Budget conferees gather with opposing mandates on prison closures, purchases

Earlier this month, Grits had reported, the Texas House approved a budget that rebuffed the Senate's decision to close two private prison units, deciding to keep them and purchase another, empty unit in Jones County that the state doesn't need. On Friday they made it official as representatives of the two chambers head into the conference committee, reported the Statesman's Mike Ward:
The Texas House on Friday voted to buy an unused West Texas prison for $19.5 million, brushing aside growing criticism that the state has 12,000 empty prison beds and is wasting taxpayers’ money.

The decision to leave intact funding for the 1,100-bed Jones County lockup is expected to set up a showdown with Senate leaders, who have openly criticized the House as engaging in pork barrel politics.
The House approved the purchase in House Bill 1025, a supplemental appropriations measure, by a 129-9 vote.

“We’ll look forward to a discussion with the Senate,” said House Appropriations Committee Chairman Jim Pitts, R-Waxahachie. “This is just putting it out there for discussion.

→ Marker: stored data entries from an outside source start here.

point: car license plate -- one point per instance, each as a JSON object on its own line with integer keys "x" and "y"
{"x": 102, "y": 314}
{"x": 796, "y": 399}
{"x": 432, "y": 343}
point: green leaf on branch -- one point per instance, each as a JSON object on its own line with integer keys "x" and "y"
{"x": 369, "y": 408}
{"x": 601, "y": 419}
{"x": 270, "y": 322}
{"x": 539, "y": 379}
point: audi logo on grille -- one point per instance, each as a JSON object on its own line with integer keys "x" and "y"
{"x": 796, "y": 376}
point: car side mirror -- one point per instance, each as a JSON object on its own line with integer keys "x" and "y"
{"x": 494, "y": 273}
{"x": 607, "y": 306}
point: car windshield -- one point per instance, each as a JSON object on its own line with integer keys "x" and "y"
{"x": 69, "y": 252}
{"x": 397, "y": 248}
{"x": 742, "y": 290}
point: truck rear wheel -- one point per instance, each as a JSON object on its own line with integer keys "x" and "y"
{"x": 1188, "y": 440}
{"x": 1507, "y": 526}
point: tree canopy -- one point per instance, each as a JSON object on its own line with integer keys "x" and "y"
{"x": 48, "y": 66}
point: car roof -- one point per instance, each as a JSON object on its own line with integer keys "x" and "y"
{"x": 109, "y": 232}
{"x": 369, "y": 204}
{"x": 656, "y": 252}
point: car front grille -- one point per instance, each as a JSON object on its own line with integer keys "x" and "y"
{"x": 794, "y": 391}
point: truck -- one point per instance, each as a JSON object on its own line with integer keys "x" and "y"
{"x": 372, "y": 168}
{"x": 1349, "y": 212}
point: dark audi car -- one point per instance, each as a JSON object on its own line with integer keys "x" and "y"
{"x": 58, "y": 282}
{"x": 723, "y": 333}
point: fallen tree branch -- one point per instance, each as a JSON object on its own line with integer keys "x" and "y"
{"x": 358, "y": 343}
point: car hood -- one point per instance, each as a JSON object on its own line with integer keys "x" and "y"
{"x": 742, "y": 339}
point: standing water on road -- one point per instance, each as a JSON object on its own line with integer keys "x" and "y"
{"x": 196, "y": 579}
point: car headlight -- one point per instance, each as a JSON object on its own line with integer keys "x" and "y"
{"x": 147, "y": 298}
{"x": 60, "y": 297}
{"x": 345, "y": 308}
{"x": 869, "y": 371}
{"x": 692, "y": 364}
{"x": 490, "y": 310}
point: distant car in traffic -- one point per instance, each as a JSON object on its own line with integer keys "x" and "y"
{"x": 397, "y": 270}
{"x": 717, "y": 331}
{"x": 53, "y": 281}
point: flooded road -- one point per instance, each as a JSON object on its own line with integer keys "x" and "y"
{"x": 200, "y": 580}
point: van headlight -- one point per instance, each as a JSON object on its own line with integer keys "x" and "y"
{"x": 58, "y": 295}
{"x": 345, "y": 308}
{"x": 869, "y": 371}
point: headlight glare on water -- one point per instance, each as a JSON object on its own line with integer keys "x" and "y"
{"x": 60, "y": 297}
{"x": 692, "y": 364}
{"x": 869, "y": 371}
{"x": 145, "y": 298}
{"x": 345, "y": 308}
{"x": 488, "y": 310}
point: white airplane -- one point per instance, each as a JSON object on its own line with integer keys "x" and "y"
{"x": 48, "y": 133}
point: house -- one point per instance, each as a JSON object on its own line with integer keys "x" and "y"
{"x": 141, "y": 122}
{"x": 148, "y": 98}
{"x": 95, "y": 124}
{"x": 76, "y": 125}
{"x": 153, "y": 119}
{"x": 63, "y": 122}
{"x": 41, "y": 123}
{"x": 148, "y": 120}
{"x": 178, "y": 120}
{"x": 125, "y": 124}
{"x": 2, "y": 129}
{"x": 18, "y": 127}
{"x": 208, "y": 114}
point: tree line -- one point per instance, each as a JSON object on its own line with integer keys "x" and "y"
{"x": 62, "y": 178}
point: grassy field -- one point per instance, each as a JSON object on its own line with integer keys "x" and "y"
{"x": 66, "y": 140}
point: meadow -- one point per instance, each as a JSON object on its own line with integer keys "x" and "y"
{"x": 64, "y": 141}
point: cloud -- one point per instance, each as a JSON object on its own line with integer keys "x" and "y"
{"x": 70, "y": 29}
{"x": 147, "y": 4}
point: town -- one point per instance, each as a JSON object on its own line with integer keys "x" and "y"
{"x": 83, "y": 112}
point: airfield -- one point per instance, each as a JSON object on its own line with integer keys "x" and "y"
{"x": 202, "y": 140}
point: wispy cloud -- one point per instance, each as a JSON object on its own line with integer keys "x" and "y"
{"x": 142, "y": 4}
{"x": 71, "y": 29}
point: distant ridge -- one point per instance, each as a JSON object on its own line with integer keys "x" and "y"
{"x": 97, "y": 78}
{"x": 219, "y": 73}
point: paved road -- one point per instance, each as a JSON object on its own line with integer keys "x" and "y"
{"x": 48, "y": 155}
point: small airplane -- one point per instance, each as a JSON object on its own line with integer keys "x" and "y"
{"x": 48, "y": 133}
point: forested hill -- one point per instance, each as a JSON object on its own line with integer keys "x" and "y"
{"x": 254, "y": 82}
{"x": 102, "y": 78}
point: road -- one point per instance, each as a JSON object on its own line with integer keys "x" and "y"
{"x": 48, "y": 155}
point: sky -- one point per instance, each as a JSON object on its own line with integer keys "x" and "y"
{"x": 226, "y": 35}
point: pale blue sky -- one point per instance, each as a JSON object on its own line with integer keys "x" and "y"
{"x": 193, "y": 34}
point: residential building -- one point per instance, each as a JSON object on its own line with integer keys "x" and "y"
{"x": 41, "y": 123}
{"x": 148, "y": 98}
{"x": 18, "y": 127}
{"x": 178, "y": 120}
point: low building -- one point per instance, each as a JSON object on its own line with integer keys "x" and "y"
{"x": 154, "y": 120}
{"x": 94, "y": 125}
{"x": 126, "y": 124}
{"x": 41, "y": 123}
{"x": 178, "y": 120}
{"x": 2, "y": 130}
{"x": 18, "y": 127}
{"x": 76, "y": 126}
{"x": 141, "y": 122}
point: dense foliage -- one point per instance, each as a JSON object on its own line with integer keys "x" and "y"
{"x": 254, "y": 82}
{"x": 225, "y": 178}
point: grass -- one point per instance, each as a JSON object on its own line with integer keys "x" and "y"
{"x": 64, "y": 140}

This is not the final version of the bill.”
From the story, it sounds like Rep. Sylvester Turner, who's on the conference committee, isn't a fan of the Jones County unit, and Chairman Pitts is open to omitting excess capacity from the "final version." If Senate conferees stick to their guns - and with John Whitmire among conferees, you'd expect them to - there's a decent, bettor's chance Texas may end up closing units this time instead of pointlessly expanding capacity, as the House has suggested. Here are the lists of House and Senate budget conferees, respectively:
  • House: Pitts, Crownover, Otto, S. Turner, Zerwas
  • Senate: Williams, Duncan, Hinojosa, Nelson, Whitmire
Surprising opposition has arisen in the House to closing the Dawson State Jail and the pre-parole facility in Mineral Wells, as the Senate has suggested. Besides the obvious, pork-barrel reasons (Corrections Corporation of America runs both facilities and its champions don't want them shuttered), it's been suggested that the Dawson State Jail in particular services women from the Dallas area disproportionately. That's true to a small extent, but the Hutchins State Jail takes even more inmates from Dallas, presently operates under capacity and could take the extra Dallas inmates and gender-specific programming, if so-directed. The relatively minor, bureaucratic adjustments that would be required to manage the inmate population if Dawson were closed pales in comparison to the extra expense of keeping it open. The Senate essentially paid for a 5% prison guard pay hike by eliminating two private-prison contracts the state doesn't need. If those units stay open, as the House envisions, and the state buys another empty unit, the question for conferees becomes, "How does the state pay for wage increases for corrections staff, or do those just go away?" Root for the senate conferees to stand firm on this one and hope for the House side to give into the imperatives of reason and math.

MORE: In another story by Mike Ward on related subjects, he quotes Sen. John Whitmire succinctly summing up the conflict on prisons between the upper and lower chambers. “The people in the House who are for buying a prison we don’t need, and are for keeping two existing prisons open that we don’t need, are the same tea party, fiscal conservatives who campaigned for less government and cutting wasteful spending,” he said. “Everyone wants to cut government waste, but it’s very hard to shut down anything.”

AND MORE (4/29): Patti Hart reported that John Whimire is "irate" over the House's decision to purchase the Jones County facility, and I can understand why. That said, if Chairman Whitmire were "irate" nearly as often as the MSM portray him that way the poor man would surely have suffered a coronary by now. Still, the starting position of the House on prisons in the budget is certainly insensible and frustrating. Where are all the small-government budget cutters when you need them?